Peter will look into extending SAM and BAM formats to support features.
2.3 Jemboss
Mahmut will look into a user query on string values from ACD in
Jemboss should be converted to numeric data. It is likely that the
current handling is correct.
2.4 Other
Peter is collecting fixes for a patch release.
3. New developments
3.1 EMBOSS configuration
Peter and Mahmut will attend a DAS workshop next month
and give a presentation on the DAS client implementation in EMBOSS.
3.2 Ensembl access
Michael reported that the ensembl registry code now has
datatypes for core, variation, etc. and needs adaptors defined for
each datatype.
Database adaptors use internal object caches, with stable identifiers
and several aliases for each database.
To select the correct organism it would help to have a set of patterns
for the organism-specific Ensembl identifiers. The aim is to allow
'ensembl:id' to automatically detect a suitable database to match the
ID.
3.4 EDAM
Jon will attend an EDAM/BioXSD workshop in Amsterdam with
Matus. New format terms have been added. The workshop will consider
adding regular expressions for values associated with data
identifier terms.
3.5 DRCAT
Peter has added 'Taxon' records for all entries giving the NCBI
taxid and name for the most general taxon covered by the data
resource. General resources are classified as '1 all'
Peter has renamed the 'tax-nam' field to 'tax-tax' to reuse the
field name most popular for SRS servers to describe the taxon
name. The index now covers the scientific name, genbank name and
common name.
4. Administration
Peter noted the brief report from the EMBL SAC review of EBI
services.
5. Documentation and Training
5.1 Books
Jon has sent in the corrections to the Developer's Guide, and
updated the XML source files for this and the Administrator's Guide.
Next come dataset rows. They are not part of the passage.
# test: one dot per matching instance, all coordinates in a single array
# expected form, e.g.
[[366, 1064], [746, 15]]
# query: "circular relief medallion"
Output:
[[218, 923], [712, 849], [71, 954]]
Peter will send the User's Guide corrections today.
5.1 Website
Peter noted recent spam posted to the EMBOSS wiki, and asked
for help in monitoring recent changes and removing any further spam.
6. User queries and answers
Jon noted a user query on mapping circular features
in cirdna where the labelling is hard to see. Peter will
investigate.
7. AOB
Peter reported on the recent DebianMed package developers
meeting in Germany.
Peter will go the the meeting of a new COST consortium on
next-generation sequence analysis in March.
8. Date Of Next Meeting
The next EMBOSS meeting will be on Monday 21st February. Peter will be away.